Bring a pot of water to boil. When it's boiling, add salt. Throw the pasta in and cook until it's al dente. Be sure to reserve some pasta water.
While waiting for pasta water to boil, heat a large pan over medium heat. Add the olive oil and let it heat up.
When the olive oil is shimmering, add the chopped onion and let it cook until soft, 3-4 minutes. Add the prosciutto and let it cook down until slightly crispy, another 3-4 minutes.
Optional step: Deglaze with a splash of white wine.
When the alcohol from the white wine evaporates off (a few mins, if using), add the peas to the prosciutto/onion and cook for a few minutes.
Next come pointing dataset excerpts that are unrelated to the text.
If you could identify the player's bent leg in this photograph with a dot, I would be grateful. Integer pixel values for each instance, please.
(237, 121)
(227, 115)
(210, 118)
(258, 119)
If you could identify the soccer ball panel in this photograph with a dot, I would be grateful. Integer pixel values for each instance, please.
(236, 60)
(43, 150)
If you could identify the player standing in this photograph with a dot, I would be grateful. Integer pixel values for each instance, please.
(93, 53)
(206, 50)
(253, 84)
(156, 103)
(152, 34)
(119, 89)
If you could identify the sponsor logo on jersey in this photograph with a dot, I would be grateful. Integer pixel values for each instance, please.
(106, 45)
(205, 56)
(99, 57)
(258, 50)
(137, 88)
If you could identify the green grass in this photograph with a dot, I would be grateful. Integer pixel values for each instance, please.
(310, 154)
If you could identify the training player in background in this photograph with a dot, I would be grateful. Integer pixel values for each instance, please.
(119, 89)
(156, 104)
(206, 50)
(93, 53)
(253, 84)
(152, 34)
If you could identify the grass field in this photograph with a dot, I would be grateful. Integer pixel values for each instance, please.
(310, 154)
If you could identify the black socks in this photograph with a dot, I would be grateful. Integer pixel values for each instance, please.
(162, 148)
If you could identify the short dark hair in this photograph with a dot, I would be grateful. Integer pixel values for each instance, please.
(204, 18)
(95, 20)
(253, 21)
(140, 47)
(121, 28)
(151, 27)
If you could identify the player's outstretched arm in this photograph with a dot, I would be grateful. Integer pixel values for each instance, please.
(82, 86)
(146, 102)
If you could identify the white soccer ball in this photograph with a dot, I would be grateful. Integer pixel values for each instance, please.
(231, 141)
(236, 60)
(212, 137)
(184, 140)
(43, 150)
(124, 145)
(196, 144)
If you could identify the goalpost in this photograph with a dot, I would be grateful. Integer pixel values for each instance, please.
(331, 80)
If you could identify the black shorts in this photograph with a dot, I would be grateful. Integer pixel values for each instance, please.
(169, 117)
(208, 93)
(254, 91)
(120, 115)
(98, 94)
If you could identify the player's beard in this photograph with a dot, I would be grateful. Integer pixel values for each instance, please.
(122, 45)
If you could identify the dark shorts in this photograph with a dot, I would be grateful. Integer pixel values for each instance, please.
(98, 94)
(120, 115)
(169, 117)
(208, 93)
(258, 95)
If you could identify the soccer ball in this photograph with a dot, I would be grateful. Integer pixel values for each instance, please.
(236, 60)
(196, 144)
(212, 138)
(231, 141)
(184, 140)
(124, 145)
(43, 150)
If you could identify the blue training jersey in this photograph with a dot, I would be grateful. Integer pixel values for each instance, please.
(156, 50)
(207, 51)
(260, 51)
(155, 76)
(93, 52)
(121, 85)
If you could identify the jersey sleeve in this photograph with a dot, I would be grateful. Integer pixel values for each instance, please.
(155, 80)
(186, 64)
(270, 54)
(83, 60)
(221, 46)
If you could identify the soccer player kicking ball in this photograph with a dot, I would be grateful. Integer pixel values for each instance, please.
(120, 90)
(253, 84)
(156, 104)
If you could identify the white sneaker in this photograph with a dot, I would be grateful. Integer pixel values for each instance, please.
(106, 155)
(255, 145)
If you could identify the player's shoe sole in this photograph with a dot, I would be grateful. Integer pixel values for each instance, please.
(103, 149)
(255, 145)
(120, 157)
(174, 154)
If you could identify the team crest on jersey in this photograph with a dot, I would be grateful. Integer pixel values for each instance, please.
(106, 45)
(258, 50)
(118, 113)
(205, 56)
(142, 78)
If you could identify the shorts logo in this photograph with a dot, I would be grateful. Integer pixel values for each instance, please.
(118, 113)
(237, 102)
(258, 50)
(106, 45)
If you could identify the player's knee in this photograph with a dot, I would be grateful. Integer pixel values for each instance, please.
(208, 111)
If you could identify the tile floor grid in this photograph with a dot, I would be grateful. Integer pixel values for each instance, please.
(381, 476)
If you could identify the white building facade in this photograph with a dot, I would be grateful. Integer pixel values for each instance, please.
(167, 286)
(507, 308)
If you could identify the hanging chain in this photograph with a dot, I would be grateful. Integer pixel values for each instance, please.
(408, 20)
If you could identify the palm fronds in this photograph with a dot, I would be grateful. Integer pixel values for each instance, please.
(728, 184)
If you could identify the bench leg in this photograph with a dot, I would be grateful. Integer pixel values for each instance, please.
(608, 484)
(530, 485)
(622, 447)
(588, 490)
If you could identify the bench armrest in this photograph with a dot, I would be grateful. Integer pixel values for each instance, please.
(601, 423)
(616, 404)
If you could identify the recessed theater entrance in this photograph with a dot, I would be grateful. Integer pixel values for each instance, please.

If pasta is not ready by this time, turn the heat on the pan down to low.
While peas are cooking, make the egg mixture: in a bowl, beat egg and egg yolks together, with parmigiano reggiano, freshly ground black pepper to taste, and a splash of pasta cooking water. Set aside.
When pasta is cooked to al dente, add it to the pan (still over medium heat), along with a ladle of pasta water.
Toss the pasta together with the prosciutto and peas for a few minutes, and remove from the heat.
Add the egg mixture to the pasta and toss once more until pasta is evenly coated.
Plate and top with additional parmigiano reggiano. Enjoy!